1. Benchmark, benchmark, benchmark
It’s always a good idea to benchmark the current platform against the future platform to compare costs and performance. On-premises environments have a fixed capacity, while cloud platforms can scale to meet workload needs. Therefore, it's essential to ensure that the current behavior of the key workload is clearly understood before the migration.
2. Focus on one thing at a time
We initially focused on reliability while remaining cost-neutral during the migration process, and then focused on cost optimization post-migration. Google teams were very helpful and instrumental in identifying cost optimization opportunities.

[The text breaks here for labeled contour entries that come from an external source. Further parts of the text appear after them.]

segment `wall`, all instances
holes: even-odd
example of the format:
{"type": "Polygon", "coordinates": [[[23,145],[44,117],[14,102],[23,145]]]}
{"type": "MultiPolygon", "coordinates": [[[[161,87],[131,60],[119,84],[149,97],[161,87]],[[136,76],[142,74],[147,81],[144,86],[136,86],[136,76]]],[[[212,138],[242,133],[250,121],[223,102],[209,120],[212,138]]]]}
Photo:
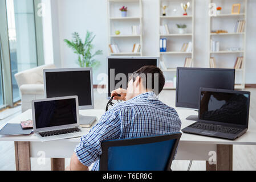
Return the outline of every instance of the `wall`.
{"type": "MultiPolygon", "coordinates": [[[[234,0],[235,1],[235,0],[234,0]]],[[[54,46],[55,52],[59,49],[59,60],[61,67],[78,67],[75,63],[77,56],[67,47],[63,39],[72,38],[72,33],[78,32],[83,39],[86,30],[92,31],[96,35],[94,44],[96,49],[103,51],[103,55],[97,56],[101,63],[101,67],[94,71],[94,82],[98,84],[96,76],[99,73],[106,72],[105,56],[108,54],[108,32],[106,0],[54,0],[55,7],[52,7],[52,16],[55,17],[52,23],[56,28],[54,38],[58,42],[54,46]],[[58,16],[58,17],[57,17],[58,16]],[[56,30],[59,31],[56,33],[56,30]],[[59,38],[56,38],[59,36],[59,38]],[[59,47],[58,47],[58,45],[59,47]]],[[[148,56],[158,55],[159,42],[159,9],[158,1],[143,0],[143,55],[148,56]]],[[[208,65],[208,1],[195,0],[195,51],[194,63],[196,67],[206,67],[208,65]]],[[[256,1],[248,0],[248,23],[247,33],[247,64],[246,84],[256,84],[256,61],[254,51],[255,49],[256,35],[256,1]]],[[[58,53],[57,53],[58,55],[58,53]]],[[[58,62],[59,63],[59,62],[58,62]]]]}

3. Be aware of alpha and beta products
Although there usually aren’t any guarantees of a final feature set when it comes to pre-released products, you can still get a sense of their stability and create a partnership if you have a specific use case. In our specific use case, Enhanced Flexibility Mode was in alpha stage in April 2019, beta in August 2020, and released in July 2021. Therefore, it was helpful to check in on the product offering and understand its level of stability so we could carry out risk analysis and decide when we felt comfortable adopting it.
4. Think about quotas
Our Dataproc clusters could support much higher node counts than was possible with our previous vendor. This meant we often had to increase IP space and change quotas, especially as we tried out new VM and disk configurations.
5. Preemptable and committed use discounts (CUDs)
CUDs make compute less expensive while preemptables make compute significantly less expensive. However, preemptibles don’t count against your CUD purchases, so make sure you understand the impact on your CUD utilization when you start to migrate to preemptables.
We hope these lessons will help you in your Data Cloud journey.